Generalized Gapped-kmer Filters for Robust Frequency Estimation.

In this paper, we study the generalized gapped k-mer filters and derive a closed form solution for their coefficients. We consider nonnegative integers $\ell$ and $k$, with $k\leq \ell$, and an $\ell$-tuple $B=(b_1,\ldots,b_{\ell})$ of integers $b_i\geq 2$, $i=1,\ldots,\ell$. We introduce and study an incidence matrix $A=A_{\ell,k;B}$. We develop a Mobius-like function $\nu_B$ which helps us to obtain closed forms for a complete set of mutually orthogonal eigenvectors of $A^{\top} A$ as well as a complete set of mutually orthogonal eigenvectors of $AA^{\top}$ corresponding to nonzero eigenvalues.
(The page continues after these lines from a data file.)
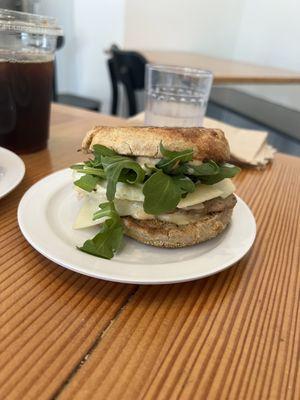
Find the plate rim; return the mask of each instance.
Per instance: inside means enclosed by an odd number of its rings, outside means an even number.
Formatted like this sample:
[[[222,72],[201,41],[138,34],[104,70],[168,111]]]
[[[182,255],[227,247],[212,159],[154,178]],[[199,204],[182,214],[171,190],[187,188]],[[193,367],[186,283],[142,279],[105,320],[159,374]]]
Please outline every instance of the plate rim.
[[[30,196],[31,192],[33,192],[35,190],[35,188],[37,186],[39,186],[40,184],[42,184],[42,182],[44,182],[45,180],[48,180],[50,177],[53,178],[53,176],[55,175],[60,175],[60,174],[65,174],[66,172],[69,172],[68,168],[59,170],[59,171],[55,171],[47,176],[45,176],[44,178],[40,179],[39,181],[37,181],[36,183],[34,183],[22,196],[19,205],[18,205],[18,211],[17,211],[17,218],[18,218],[18,224],[19,224],[19,228],[23,234],[23,236],[25,237],[25,239],[27,240],[27,242],[36,250],[38,251],[40,254],[42,254],[44,257],[46,257],[47,259],[49,259],[50,261],[54,262],[55,264],[64,267],[66,269],[69,269],[71,271],[80,273],[82,275],[86,275],[86,276],[90,276],[93,278],[97,278],[97,279],[102,279],[102,280],[106,280],[106,281],[110,281],[110,282],[118,282],[118,283],[125,283],[125,284],[140,284],[140,285],[150,285],[150,284],[155,284],[155,285],[163,285],[163,284],[173,284],[173,283],[183,283],[183,282],[188,282],[188,281],[193,281],[193,280],[198,280],[198,279],[202,279],[202,278],[206,278],[208,276],[217,274],[219,272],[224,271],[227,268],[230,268],[232,265],[234,265],[235,263],[237,263],[241,258],[243,258],[252,248],[253,243],[255,241],[256,238],[256,221],[254,218],[254,215],[252,213],[252,210],[250,209],[250,207],[244,202],[244,200],[242,200],[238,195],[235,195],[237,197],[237,201],[241,203],[241,205],[243,207],[245,207],[249,213],[250,219],[251,219],[251,224],[252,224],[252,232],[251,232],[251,237],[249,238],[249,241],[247,242],[247,249],[246,251],[244,251],[242,254],[238,253],[236,254],[235,257],[232,257],[232,260],[230,260],[230,262],[225,262],[224,264],[222,264],[221,266],[219,265],[218,267],[212,268],[211,271],[208,271],[207,273],[201,273],[199,276],[190,276],[190,277],[181,277],[178,279],[168,279],[168,278],[163,278],[161,277],[160,279],[156,279],[156,278],[152,278],[147,279],[147,280],[141,280],[140,278],[138,279],[134,279],[132,277],[128,278],[128,279],[124,279],[123,277],[117,277],[116,275],[113,274],[103,274],[101,272],[101,276],[94,274],[93,272],[90,272],[88,270],[82,270],[79,267],[77,267],[76,265],[74,266],[74,263],[72,263],[73,265],[70,265],[69,263],[65,262],[59,255],[58,256],[53,256],[52,254],[47,253],[47,251],[45,251],[43,248],[41,248],[39,246],[39,244],[35,243],[35,240],[32,239],[31,235],[29,232],[27,232],[26,228],[23,226],[22,223],[22,207],[24,202],[26,201],[26,198],[28,196]],[[226,234],[226,233],[225,233]],[[188,249],[188,247],[187,247]],[[89,256],[89,255],[87,255]],[[90,256],[92,257],[92,256]],[[199,257],[201,257],[201,255],[199,255]],[[109,262],[109,260],[105,260],[106,262]],[[176,264],[176,263],[171,263],[171,264]]]
[[[11,151],[9,149],[6,149],[5,147],[0,146],[0,152],[3,152],[7,156],[9,156],[11,159],[15,160],[18,163],[18,168],[19,168],[19,171],[20,171],[18,179],[16,179],[15,182],[10,187],[8,187],[8,189],[6,189],[6,191],[4,191],[2,193],[0,191],[0,199],[3,199],[5,196],[7,196],[9,193],[11,193],[17,186],[19,186],[19,184],[22,182],[22,180],[23,180],[23,178],[25,176],[26,167],[25,167],[25,163],[22,160],[22,158],[19,157],[13,151]]]

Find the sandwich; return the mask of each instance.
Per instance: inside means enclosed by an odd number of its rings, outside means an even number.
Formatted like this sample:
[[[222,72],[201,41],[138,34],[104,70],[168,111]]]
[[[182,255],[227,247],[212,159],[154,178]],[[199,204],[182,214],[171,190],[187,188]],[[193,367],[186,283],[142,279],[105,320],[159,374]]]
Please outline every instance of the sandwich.
[[[98,225],[79,249],[110,259],[123,235],[179,248],[219,235],[236,204],[231,181],[240,169],[219,129],[99,126],[87,133],[90,154],[73,169],[83,205],[74,229]]]

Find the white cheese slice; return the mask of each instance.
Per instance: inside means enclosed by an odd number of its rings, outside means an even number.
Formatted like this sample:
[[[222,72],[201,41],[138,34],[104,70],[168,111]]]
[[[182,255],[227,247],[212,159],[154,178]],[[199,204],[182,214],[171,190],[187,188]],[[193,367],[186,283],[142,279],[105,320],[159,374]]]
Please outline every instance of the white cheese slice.
[[[218,185],[218,189],[222,190],[222,194],[220,195],[222,199],[226,199],[226,197],[235,191],[234,183],[230,178],[225,178],[221,182],[216,183],[216,185]]]
[[[120,216],[130,215],[135,219],[154,219],[153,215],[146,214],[143,203],[128,200],[114,200],[116,210]],[[73,224],[74,229],[83,229],[99,225],[107,218],[103,217],[93,221],[93,214],[99,210],[99,201],[95,198],[86,198]],[[197,215],[183,215],[179,212],[161,214],[157,216],[160,221],[171,222],[177,225],[186,225],[198,219]]]
[[[99,204],[105,201],[107,200],[99,201],[96,197],[87,197],[84,199],[73,228],[83,229],[104,222],[107,219],[106,217],[93,221],[93,214],[99,210]],[[115,199],[114,204],[120,216],[130,215],[136,219],[154,218],[154,216],[145,213],[142,202]]]
[[[214,199],[216,197],[226,198],[233,193],[235,187],[229,178],[223,179],[221,182],[215,183],[214,185],[200,184],[196,186],[193,193],[189,193],[184,199],[182,199],[178,208],[186,208],[195,204],[204,203],[207,200]]]

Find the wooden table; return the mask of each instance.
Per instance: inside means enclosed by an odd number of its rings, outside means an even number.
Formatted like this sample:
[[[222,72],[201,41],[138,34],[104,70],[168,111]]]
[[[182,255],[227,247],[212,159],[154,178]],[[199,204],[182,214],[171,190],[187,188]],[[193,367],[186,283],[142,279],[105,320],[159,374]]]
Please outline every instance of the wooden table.
[[[300,71],[265,67],[234,60],[209,57],[203,54],[176,51],[139,50],[150,63],[180,65],[208,69],[214,74],[214,83],[300,83]]]
[[[299,158],[278,154],[266,171],[238,176],[257,238],[243,260],[206,279],[96,280],[23,238],[25,190],[80,160],[91,126],[120,122],[53,106],[48,150],[23,157],[24,181],[0,201],[0,398],[299,399]]]

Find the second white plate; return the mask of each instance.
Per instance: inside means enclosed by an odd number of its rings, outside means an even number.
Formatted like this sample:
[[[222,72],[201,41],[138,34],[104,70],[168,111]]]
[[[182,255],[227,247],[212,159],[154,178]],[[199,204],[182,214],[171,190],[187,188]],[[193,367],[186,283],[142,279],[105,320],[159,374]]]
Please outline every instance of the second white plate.
[[[123,248],[112,260],[76,249],[98,228],[72,228],[81,203],[72,188],[70,170],[58,171],[33,185],[20,202],[18,221],[37,251],[81,274],[123,283],[185,282],[228,268],[252,246],[255,220],[248,206],[237,199],[230,226],[215,239],[183,249],[160,249],[125,238]]]
[[[0,147],[0,199],[10,193],[22,181],[25,165],[10,150]]]

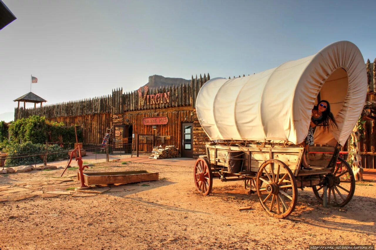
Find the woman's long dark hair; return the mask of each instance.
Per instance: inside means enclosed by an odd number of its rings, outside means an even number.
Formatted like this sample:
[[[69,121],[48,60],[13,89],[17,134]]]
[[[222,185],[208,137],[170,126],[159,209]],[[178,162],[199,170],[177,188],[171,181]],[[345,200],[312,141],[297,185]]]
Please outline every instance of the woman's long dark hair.
[[[325,100],[321,100],[317,105],[315,105],[314,106],[313,109],[318,111],[318,105],[321,102],[325,102],[326,103],[326,110],[323,112],[322,118],[317,121],[312,121],[316,125],[321,125],[323,127],[323,128],[324,131],[326,131],[327,129],[329,129],[329,126],[335,126],[338,128],[338,125],[335,121],[334,116],[331,112],[330,104],[329,104],[329,102],[328,101]]]

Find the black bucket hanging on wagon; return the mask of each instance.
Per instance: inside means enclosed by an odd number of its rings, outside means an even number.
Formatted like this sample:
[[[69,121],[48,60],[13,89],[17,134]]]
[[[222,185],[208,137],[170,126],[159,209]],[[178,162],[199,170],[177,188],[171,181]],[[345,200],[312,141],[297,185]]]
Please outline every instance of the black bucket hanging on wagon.
[[[244,156],[244,152],[241,151],[229,151],[226,159],[227,173],[233,173],[240,172]]]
The reduced singular value decomposition of $A$ and combinatorial interpretations for the nullity and rank of $A$, are among the consequences of this approach. We then combine the obtained formulas, some results from linear algebra, and combinatorial identities of elementary symmetric functions and $\nu_B$, to provide the entries of the Moore-Penrose pseudo-inverse matrix $A^{+}$ and the Gapped k-mer filter matrix $A^{+} A$.